Présentation du thème

On a coutume de distinguer, et ce au moins depuis Karl Polanyi, la définition formelle de l'économie et sa définition substantive. L'économie, en tant que discipline, est une méthode de travail d'un côté, a trait à un objet clairement identifié de l'autre. Cette dualité a le mérite d'indiquer deux grandes catégories embrassant, de manière nécessairement artificielle, mais néanmoins efficace, les questionnements propres à l'épistémologie économique.
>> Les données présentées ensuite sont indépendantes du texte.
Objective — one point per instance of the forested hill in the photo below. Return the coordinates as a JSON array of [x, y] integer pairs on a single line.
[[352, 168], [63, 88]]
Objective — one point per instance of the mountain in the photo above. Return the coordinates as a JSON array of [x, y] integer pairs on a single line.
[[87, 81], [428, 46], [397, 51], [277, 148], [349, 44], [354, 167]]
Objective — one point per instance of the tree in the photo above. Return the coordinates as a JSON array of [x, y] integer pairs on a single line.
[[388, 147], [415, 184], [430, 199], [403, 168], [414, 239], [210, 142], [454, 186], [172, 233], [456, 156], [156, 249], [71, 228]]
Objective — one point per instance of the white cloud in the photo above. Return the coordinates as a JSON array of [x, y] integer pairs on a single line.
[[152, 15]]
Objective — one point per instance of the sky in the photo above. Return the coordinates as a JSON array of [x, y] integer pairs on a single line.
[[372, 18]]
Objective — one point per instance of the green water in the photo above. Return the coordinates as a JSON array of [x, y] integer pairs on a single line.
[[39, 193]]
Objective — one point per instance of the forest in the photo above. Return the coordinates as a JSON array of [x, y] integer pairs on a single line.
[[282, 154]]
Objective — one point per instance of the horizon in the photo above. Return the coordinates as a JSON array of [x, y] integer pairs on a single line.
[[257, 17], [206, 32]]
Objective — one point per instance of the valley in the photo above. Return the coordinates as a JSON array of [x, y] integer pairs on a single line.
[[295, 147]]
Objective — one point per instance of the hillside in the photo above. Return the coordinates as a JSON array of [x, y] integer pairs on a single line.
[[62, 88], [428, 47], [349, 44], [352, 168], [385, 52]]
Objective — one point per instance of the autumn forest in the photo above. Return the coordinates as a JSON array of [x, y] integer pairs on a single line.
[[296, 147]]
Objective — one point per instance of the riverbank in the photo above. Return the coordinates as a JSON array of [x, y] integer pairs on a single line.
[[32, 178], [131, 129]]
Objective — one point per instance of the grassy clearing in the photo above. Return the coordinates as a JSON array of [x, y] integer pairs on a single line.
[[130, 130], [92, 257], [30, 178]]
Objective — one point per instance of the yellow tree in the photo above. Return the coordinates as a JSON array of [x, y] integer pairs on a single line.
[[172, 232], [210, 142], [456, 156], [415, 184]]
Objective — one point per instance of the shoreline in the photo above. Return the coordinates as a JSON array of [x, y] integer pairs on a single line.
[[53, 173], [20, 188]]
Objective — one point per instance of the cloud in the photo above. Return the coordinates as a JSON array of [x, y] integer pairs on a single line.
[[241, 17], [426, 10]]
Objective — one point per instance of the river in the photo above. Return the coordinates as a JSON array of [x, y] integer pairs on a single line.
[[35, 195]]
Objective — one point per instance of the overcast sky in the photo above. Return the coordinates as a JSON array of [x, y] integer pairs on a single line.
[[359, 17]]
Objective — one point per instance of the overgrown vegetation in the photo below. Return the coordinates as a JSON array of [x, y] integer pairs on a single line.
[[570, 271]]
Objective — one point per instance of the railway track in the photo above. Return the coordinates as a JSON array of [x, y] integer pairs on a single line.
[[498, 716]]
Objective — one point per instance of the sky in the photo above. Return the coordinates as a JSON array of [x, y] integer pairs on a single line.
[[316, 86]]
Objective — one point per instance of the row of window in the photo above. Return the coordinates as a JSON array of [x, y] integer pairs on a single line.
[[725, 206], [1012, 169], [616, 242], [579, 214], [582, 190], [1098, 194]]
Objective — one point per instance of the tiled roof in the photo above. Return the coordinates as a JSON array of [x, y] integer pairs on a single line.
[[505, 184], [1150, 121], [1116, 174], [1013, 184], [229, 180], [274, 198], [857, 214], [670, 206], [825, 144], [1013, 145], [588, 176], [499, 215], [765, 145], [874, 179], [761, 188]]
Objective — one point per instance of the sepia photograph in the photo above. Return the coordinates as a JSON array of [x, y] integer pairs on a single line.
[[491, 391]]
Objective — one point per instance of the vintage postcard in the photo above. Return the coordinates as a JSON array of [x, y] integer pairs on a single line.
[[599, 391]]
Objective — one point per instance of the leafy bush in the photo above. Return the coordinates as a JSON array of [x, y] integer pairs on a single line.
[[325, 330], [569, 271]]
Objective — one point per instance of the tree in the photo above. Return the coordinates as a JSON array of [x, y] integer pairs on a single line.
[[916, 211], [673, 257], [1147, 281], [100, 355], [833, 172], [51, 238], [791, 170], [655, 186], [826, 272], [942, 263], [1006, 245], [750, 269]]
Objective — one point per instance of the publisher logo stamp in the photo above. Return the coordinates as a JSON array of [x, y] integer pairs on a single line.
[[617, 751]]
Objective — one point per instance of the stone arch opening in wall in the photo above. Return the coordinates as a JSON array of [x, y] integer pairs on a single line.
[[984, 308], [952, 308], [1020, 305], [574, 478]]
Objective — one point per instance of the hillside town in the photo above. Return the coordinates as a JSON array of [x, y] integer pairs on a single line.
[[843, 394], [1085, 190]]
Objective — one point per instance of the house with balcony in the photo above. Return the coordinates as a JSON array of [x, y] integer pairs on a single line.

L'emphase portée sur l'économie comme méthode ouvre la porte aux questions standard en philosophie des sciences, à savoir celles portant sur les modes d'inférences et la valeur de vérité des différents types d'énoncés. En d'autres termes : qu'est-ce que connaître et comment ? Ces questions sont régulièrement réactualisées dans l'ensemble des sous-champs de l'économie (économétrie, économie expérimentale, théorie de la décision, modélisation macroéconomique, histoire de la pensée économique, etc.). La forte teneur en mathématiques de la discipline depuis les années 1870-1890 ouvre la porte à des réflexions méthodologiques prenant racine dans les grandes épistémologies héritées du cercle de Vienne.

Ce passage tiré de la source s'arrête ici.